Has your daycare had a COVID positive?

Anonymous
Just this week for the first time. They closed just the one classroom, not the whole school.
Anonymous
Op you must be in the same daycare as us!
Anonymous
We have had 4. 3 teachers, 1 student. Different rooms. About one a month since September. Each room closed for each case, but there was one case (the student) where they closed 2 rooms due to sibling.
Anonymous
Ours has been open the whole time. They’ve had 2.

1. In about June. A part-time teacher. They quarantined the classroom she had been in. No one else got it.

2. About 3 weeks ago. An assistant teacher. Same deal with quarantining the classroom. No one else got it.

Both times, everyone in the classroom got PCR tests and quarantined for 14 days.
Anonymous
I'm in a different part of the country. My children's school has kids ages
15 months to 8th grade. We've only had one closure so far among the little kids.

The preschool classroom went remote for a week after one of the children was declared a probable COVID case, which our state requires schools to treat the same as a positive.

A toddler teacher tested positive earlier this year, but it was at the end of a long school break, so it didn't cause a closure.
Anonymous
No we are in Takoma park, not a single case so far.
Anonymous
We’re in Arlington. One case, a student.
Anonymous
For those with positive cases, how much information is your school telling you? Ours won’t even say whether it’s a student or teacher because of privacy concerns.
Anonymous
Daycare open the whole time. No cases.
Anonymous
Anonymous wrote:For those with positive cases, how much information is your school telling you?

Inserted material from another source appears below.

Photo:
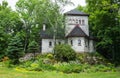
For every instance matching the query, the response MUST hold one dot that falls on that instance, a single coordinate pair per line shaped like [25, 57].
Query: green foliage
[15, 48]
[64, 52]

Ours won’t even say whether it’s a student or teacher because of privacy concerns.

We receive emails that specify which classroom the case was in and whether it was a staff member or a child. We have also received emails twice when parents of children tested positive.
Anonymous
Our small center in DC has been open since July with zero cases.
Anonymous
I think a better question is whether, when there is a case, it has spread at the school. That tells you whether the precautions the school is taking are working or not. Our school (in Arlington) has had one case. It didn’t spread. The school two blocks away had one case that quickly became 4 cases and then they shut down the school for two weeks (which was wise). I don’t know if it spread any further or not.
Anonymous
Anonymous wrote:I think a better question is whether, when there is a case, it has spread at the school. That tells you whether the precautions the school is taking are working or not. Our school (in Arlington) has had one case. It didn’t spread. The school two blocks away had one case that quickly became 4 cases and then they shut down the school for two weeks (which was wise). I don’t know if it spread any further or not.


Eh I think there is too much randomness and luck involved. Some people spread the virus much more than others for poorly understood reasons.

Though the general mechanics that create respiratory aerosols are the same among people, a large amount of variation exists between how much spray individuals actually produce. Look at a crowd of people standing by a bus stop on a cold day, and you’ll notice everyone’s breath fog looks different in terms of size.

This shouldn’t be surprising, considering the complexity of the respiratory tract. Morawska uses the analogy of a perfume bottle’s more uniform mist: “Unlike in the perfume bottle, where there’s only one tube, there’s many different passages in the respiratory tract—passages of different widths and different lengths.”

To quantify this complexity even for a single person would be cumbersome, but scientists can still spot those who excel at making aerosols. In a 2019 study, Ristenpart and his colleagues showed that the louder someone speaks, the more aerosols they emit. However, the scientists also found that some participants in their study produced an order of magnitude more aerosols than others–even when speaking at the same volume. These people have become known as superemitters.

https://www.nationalgeographic.com/science/2020/10/why-people-are-coronavirus-superspreaders-how-body-emits-infectious-particles/#close
Anonymous
Anonymous wrote:
Anonymous wrote:I think a better question is whether, when there is a case, it has spread at the school. That tells you whether the precautions the school is taking are working or not. Our school (in Arlington) has had one case. It didn’t spread. The school two blocks away had one case that quickly became 4 cases and then they shut down the school for two weeks (which was wise). I don’t know if it spread any further or not.


Eh I think there is too much randomness and luck involved. Some people spread the virus much more than others for poorly understood reasons.

You also can't tell where the virus spread if classmates' families socialize outside school. I know that happens a lot at our school, both with precautions and without.
Anonymous
Once. In home in Maryland. Shut down for two weeks.